What is so frustrating is that the right approach is so obvious that I wrote about it the day you announced this device: one camera, with no production. Just let me sit courtside and watch an NBA game. I don’t need a scoreboard, I can look up and see it. I don’t need a pre-game or post-game show, I can simply watch the players warm-up. I don’t need announcers, I’d rather listen to the crowd and the players on the court. You have made a device that, for this specific use case, is better than TV in every way, yet you insist on producing content for it like it is TV! Just stop!

A Ticket to Live

There will be more games this year; from your press release last October:

Basketball fans will soon be able to experience NBA games like never before in Apple Immersive on Apple Vision Pro, with a selection of live Los Angeles Lakers matchups during the 2025-26 season, courtesy of Spectrum SportsNet. Viewers will feel the intensity of each game as if they were courtside, with perspectives impossible to capture in traditional broadcasts. The schedule of games will be revealed later this fall, with the first game streaming by early next year, available through the forthcoming Spectrum SportsNet app for Vision Pro.

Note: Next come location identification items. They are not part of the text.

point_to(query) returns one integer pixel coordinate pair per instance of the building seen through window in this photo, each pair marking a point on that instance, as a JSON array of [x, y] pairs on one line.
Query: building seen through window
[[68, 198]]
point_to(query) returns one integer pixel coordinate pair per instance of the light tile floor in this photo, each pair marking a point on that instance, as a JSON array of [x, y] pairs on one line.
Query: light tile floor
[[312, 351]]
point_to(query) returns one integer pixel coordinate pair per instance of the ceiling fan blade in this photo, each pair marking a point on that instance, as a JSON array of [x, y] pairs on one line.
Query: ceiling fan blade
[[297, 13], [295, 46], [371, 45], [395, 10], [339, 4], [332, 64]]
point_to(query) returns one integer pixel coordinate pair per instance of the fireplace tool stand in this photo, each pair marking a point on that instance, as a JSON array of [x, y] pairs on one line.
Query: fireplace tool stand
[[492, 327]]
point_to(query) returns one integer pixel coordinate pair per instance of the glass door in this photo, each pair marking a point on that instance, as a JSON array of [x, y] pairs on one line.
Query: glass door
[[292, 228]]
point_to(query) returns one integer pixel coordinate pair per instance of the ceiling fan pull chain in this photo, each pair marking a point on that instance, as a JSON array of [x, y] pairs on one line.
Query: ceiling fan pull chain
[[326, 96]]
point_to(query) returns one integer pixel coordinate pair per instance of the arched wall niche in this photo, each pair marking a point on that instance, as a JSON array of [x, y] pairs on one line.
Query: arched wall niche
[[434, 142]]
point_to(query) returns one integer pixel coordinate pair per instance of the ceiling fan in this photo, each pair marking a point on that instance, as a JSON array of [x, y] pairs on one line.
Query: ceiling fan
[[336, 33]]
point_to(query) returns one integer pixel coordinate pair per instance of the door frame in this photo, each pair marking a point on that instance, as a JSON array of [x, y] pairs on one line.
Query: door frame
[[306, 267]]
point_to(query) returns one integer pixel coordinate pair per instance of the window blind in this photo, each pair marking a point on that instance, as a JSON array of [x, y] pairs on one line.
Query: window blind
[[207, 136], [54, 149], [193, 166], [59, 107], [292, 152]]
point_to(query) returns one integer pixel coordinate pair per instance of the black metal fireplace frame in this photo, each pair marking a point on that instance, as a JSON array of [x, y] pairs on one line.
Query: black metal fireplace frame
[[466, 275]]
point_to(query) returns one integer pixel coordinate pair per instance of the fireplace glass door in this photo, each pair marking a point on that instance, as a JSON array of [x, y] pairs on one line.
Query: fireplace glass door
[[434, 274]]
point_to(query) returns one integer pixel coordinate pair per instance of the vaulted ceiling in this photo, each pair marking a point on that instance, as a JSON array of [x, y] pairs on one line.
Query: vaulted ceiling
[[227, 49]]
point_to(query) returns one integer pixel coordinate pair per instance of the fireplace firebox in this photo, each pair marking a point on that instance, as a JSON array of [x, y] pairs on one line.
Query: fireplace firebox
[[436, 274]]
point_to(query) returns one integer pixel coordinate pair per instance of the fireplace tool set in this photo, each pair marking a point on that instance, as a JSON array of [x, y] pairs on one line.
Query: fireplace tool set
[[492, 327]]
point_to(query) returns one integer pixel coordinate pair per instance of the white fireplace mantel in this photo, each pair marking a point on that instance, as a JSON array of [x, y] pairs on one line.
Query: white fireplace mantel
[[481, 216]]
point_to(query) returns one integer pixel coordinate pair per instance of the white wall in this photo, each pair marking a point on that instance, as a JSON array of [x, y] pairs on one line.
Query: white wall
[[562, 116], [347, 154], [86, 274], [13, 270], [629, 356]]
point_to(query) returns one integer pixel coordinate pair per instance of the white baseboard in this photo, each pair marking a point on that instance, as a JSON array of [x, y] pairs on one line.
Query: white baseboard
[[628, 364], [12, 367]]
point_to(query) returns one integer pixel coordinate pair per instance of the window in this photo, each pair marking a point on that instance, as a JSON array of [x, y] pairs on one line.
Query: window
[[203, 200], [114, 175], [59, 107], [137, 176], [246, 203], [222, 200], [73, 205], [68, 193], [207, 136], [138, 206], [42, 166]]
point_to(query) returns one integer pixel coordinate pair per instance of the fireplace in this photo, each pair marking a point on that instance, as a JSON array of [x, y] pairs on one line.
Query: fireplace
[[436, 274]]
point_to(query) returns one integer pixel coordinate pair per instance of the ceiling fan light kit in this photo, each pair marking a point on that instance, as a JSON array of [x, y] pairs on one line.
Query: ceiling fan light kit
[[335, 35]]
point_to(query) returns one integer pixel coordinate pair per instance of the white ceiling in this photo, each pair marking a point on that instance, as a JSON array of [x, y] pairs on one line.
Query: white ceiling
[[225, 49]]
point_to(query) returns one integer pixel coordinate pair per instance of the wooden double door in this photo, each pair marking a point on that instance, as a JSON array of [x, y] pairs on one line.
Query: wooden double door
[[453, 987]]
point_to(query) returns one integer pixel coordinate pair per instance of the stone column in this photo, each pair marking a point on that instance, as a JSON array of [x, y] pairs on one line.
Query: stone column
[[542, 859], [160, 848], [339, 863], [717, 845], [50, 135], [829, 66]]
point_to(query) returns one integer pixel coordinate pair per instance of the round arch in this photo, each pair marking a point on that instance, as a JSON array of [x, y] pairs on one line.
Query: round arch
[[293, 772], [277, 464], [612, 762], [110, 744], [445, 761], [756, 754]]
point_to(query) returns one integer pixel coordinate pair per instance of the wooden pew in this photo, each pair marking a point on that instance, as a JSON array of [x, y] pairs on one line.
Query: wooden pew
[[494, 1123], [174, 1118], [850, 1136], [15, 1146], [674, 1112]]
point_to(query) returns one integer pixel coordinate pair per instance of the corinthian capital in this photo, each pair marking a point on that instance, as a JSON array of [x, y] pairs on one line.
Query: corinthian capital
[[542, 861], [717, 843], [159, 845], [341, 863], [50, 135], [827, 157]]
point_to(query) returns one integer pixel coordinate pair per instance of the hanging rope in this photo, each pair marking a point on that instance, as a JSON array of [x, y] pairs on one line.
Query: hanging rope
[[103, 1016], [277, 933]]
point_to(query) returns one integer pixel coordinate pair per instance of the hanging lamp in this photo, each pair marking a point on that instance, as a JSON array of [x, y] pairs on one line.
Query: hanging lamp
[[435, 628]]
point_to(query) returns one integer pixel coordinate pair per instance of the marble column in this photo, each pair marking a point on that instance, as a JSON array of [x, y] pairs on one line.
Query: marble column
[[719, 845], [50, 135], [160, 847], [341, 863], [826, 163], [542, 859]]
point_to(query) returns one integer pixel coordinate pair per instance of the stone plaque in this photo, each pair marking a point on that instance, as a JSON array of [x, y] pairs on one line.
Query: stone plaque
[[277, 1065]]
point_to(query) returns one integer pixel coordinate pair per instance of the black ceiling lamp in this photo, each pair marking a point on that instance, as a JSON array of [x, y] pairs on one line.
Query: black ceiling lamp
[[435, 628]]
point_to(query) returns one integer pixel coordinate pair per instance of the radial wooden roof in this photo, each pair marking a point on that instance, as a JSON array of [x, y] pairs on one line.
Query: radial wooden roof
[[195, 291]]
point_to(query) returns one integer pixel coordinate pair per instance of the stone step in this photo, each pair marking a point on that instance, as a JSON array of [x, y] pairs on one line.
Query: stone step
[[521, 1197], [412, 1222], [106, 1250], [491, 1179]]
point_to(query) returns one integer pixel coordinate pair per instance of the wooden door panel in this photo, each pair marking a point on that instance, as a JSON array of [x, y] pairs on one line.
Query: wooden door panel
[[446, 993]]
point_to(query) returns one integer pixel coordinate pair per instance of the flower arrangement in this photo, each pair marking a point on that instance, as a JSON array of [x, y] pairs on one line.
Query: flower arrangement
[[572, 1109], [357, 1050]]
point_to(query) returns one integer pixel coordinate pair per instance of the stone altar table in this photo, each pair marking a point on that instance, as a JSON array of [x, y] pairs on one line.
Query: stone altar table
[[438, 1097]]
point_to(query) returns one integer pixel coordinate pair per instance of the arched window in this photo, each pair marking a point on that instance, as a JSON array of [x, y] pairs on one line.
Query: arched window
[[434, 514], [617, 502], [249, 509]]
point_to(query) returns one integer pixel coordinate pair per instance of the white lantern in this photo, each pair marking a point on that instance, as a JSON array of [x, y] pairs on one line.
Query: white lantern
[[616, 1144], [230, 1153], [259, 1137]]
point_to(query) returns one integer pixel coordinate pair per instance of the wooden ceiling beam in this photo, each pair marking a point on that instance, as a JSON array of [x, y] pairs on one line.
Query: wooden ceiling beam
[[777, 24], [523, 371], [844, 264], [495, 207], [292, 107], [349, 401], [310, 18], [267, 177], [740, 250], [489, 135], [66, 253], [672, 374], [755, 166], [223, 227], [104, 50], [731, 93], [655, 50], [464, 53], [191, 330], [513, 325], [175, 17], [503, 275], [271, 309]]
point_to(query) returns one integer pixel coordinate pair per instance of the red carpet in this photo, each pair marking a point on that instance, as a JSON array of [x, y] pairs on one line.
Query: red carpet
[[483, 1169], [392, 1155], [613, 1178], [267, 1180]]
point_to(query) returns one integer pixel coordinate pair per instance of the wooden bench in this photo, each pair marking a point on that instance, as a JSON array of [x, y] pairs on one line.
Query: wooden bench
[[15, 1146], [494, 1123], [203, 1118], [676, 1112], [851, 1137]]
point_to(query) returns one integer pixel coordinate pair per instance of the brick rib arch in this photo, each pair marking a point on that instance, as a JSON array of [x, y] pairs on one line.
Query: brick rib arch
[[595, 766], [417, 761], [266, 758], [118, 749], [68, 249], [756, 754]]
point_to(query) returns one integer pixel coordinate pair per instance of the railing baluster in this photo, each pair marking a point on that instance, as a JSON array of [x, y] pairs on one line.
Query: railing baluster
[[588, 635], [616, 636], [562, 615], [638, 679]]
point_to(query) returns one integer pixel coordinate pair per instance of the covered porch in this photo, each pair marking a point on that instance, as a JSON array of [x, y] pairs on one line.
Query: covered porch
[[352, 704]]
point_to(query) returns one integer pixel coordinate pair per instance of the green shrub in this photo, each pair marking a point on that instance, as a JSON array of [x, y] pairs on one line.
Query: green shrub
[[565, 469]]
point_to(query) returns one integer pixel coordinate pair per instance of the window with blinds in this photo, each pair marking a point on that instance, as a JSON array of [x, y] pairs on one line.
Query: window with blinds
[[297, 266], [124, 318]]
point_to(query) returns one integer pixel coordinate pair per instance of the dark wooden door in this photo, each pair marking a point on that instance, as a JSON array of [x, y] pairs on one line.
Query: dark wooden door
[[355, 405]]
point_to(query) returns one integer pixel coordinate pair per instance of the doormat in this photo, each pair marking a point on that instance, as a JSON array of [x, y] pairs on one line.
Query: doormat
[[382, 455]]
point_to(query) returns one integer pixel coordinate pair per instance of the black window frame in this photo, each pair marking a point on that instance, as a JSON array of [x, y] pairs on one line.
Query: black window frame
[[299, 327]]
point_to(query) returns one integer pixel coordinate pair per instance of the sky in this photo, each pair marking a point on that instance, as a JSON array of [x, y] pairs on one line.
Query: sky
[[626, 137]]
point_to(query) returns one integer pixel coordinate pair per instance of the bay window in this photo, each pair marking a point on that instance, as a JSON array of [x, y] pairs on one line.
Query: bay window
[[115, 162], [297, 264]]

That schedule was announced last week, and there are six games total (including last Friday’s). Six! That’s it.

I get it, though: producing these games is expensive: you need a dedicated studio host, a dedicated broadcast crew, multiple cameras, a dedicated production crew, and that costs money. Except you don’t need those things at all. All that you need to do, to not just create a good-enough experience but a superior experience, is simply set up the cameras and let me get from the Vision Pro what I can’t get from anything else: the feeling that I am actually there.

And, I would add, you shouldn’t stop with the Lakers: there should be Vision Pro cameras at every NBA game, at every NFL game, at every NHL game, at every MLB game — they should be standard issue at every stadium in the world. There should be Vision Pro cameras at every concert hall and convention center. None of these cameras need a dedicated host or announcers or production crew, because the Vision Pro isn’t TV; it’s actual presence, and presence is all you need. $3,499 is a lot of money for physically uncomfortable TV; it’s an absolute bargain if it’s a way to experience any live experience in the world on demand.

But, alas, you refuse. So nope, I still can’t recommend the Vision Pro, not because it’s heavy or expensive or has an external battery, but because you, Apple, have no idea what makes it special.